Was just reading about the current court case of a young woman who travelled across Europe to speak to and challenge the people she (wrongly) believed were her parents. From the testimony that's been reported, she seems to have, while reading about a high profile disappearance, developed a persistent fixed belief that wasn't based on facts and didn't yield to contradictory evidence. Put bluntly, she seems deluded. Like, properly mentally unwell. Not 'bad' but 'mad'. It got me wondering where the line is set for whether we put somebody on trial.
What's the procedure whereby a person is considered to be well enough to stand a criminal trial? What are the thresholds for cognition & sanity, and who applies them?
If a person is considered fit to stand trial and is thereafter found guilty, does the judge have any discretion to send them to a secure hospital rather than a standard jail? If they're in a prison, will their mental status be monitored and treated?
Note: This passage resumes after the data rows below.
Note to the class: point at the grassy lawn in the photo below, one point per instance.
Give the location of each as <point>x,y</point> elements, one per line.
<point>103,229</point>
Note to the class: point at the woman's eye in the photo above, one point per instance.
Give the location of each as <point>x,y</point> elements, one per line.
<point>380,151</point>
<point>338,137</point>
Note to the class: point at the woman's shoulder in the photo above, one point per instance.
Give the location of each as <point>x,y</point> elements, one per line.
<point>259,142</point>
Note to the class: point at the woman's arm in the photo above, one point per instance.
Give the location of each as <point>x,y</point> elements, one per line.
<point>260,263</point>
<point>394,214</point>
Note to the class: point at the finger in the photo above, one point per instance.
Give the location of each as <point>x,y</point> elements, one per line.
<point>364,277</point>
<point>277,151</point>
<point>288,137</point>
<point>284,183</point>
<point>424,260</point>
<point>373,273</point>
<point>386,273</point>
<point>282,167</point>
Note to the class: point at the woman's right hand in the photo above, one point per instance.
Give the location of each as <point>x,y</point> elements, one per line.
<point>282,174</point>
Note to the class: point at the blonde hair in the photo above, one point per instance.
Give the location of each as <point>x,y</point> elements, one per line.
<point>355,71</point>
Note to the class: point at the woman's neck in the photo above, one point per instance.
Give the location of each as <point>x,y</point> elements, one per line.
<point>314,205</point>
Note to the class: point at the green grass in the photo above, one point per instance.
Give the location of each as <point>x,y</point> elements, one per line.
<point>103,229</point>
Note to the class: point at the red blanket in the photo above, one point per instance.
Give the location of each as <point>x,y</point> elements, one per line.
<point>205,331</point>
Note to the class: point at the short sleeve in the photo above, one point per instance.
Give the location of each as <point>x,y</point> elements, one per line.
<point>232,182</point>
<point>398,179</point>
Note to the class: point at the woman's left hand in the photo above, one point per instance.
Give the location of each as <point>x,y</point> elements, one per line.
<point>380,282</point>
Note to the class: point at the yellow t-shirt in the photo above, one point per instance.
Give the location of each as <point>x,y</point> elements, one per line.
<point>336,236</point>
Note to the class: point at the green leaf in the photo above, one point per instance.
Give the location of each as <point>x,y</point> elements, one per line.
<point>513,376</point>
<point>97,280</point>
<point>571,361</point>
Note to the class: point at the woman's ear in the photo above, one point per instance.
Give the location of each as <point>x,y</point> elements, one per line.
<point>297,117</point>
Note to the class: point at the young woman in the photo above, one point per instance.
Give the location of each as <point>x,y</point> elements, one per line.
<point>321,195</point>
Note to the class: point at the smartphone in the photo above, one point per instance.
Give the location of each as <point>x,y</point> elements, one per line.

Two court cases of recent years where I've found myself wondering if the accused is actually fit to understand the proceedings, and lucid enough to be judged for their actions, are those of Jonty Bravery, the teenager with complex autism who threw a child from a balcony (and who had 2:1 constant supervision by care staff, so wild was his previous behaviour held to be; and Mark Gordon, who let his baby die while on the run from social services. The latter seemed paranoid & grandiose and tbh not on a normal mental wavelength.
Sorry for the long-windedness. I guess I'm asking where the boundary is for not being well enough to stand trial? Is it that you were fully psychotic and unable to have perceived at the time of the crime what was real or not; or will people with 'lesser' mental illness such as delusions, fixed ideas, and paranoia sometimes be considered too abnormal to be judged by a jury?